Several hundred activists took buses from the Twin Cities area to protest outside the Duluth Entertainment Convention Center, hoisting “Stop the Bombs” signs and wearing pro-Palestinian T-shirts. Inside the convention hall, like-minded delegates pushed to have the party’s platform include a call to halt U.S. military aid to Israel and to support a permanent cease-fire in the war in Gaza.
DFL Party Chair Ken Martin said that while Democrats don’t expect unanimity on every issue, they must be united this year to defeat Republicans and their presumptive presidential nominee Donald Trump.
He described the November election as a “battle for the soul of our nation.”
“We have no right to gamble with our democracy and risk the safety and well-being of so many,” Martin said. “Our party and movement needs to approach this election united and ready to win. It is the height of privilege ... to try and lose an election to prove a point.”
With President Joe Biden struggling in the polls, some Democrats worry about his ability to pull together the same coalition that helped defeat Trump four years ago. While Biden won Minnesota by more than 7 percentage points in 2020, he eked out a narrow win in Wisconsin and flipped Michigan by about 154,000 votes. Both are considered battleground states.
“The blue pill is becoming hard to swallow,” Nancy Beaulieu, a member of the Leech Lake Band of Ojibwe, said from the convention floor, referring to the Democrats’ defining color.
She said that because of Biden’s positions on the Israel-Hamas war, she couldn’t commit to voting for him this fall.
Biden and U.S. Sen. Amy Klobuchar, whom the party endorsed by acclamation Friday, will be at the top of Minnesota’s ballot this fall in an election that will also decide control of Congress and the state House.
House Speaker Melissa Hortman said the DFL trifecta of governor, House and Senate had the most productive two years since the Minnesota Miracle of 1971, which reformed public education funding. However, she told party activists Saturday that “[w]e need you to have our backs” as Republicans seek to flip four House seats and take control of the chamber.
“We are not done yet,” Hortman said. “We know all of this progress is threatened if Republicans take control of even one part of the state government.”
Speakers pleaded with activists to make phone calls, knock on doors and encourage their friends and relatives to vote for Democrats up and down the ballot this fall.
“We don’t agree on everything, but our values are aligned,” Gov. Tim Walz said from the convention floor. “This year we’re going to have to recognize that this is a grind-it-out, door-to-door.”
Delegates debated dozens of changes to the party’s platform, including proposals to condemn antisemitism and Islamophobia. Other measures called for a cease-fire in Gaza, immediate humanitarian aid to Palestinians living there and continued peace efforts.

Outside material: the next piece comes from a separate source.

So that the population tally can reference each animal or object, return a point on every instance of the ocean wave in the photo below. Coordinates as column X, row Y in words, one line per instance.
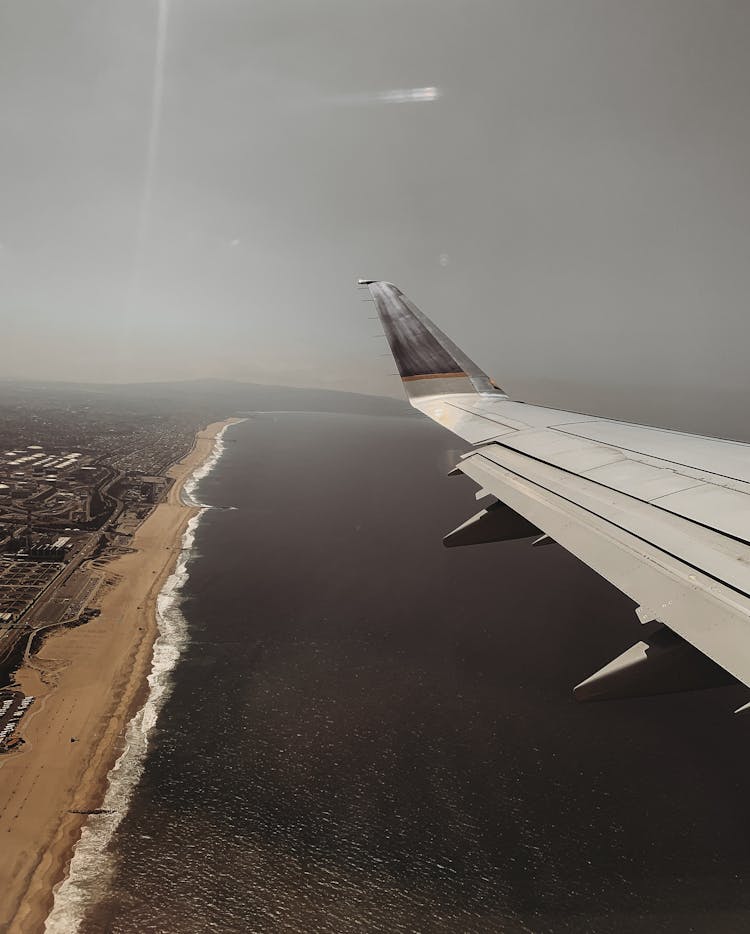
column 92, row 866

Will and Sheena Schar traveled to Duluth from Bloomington, eager to send uncommitted delegates to the Democratic National Convention in August and debate the party’s platform. They said addressing the Gaza war now is “existential” for the party.
“If the party continues course, and Biden and the big mouthpieces of the party keep supporting Israel instead of speaking out against genocide, they’re going to lose a lot of the voters that came out in 2020, and I think Trump will win, which I don’t want to happen,” Sheena Schar said.
Lt. Gov. Peggy Flanagan repeated the message of unity while acknowledging the concerns among party activists over the war.
“We’re a big tent, y’all, and it can get real messy in here,” she said. “Some of you voted uncommitted in the primary, and that’s OK because we believe in democracy here. We can be ourselves and express our concerns and come together in a good way and move forward.”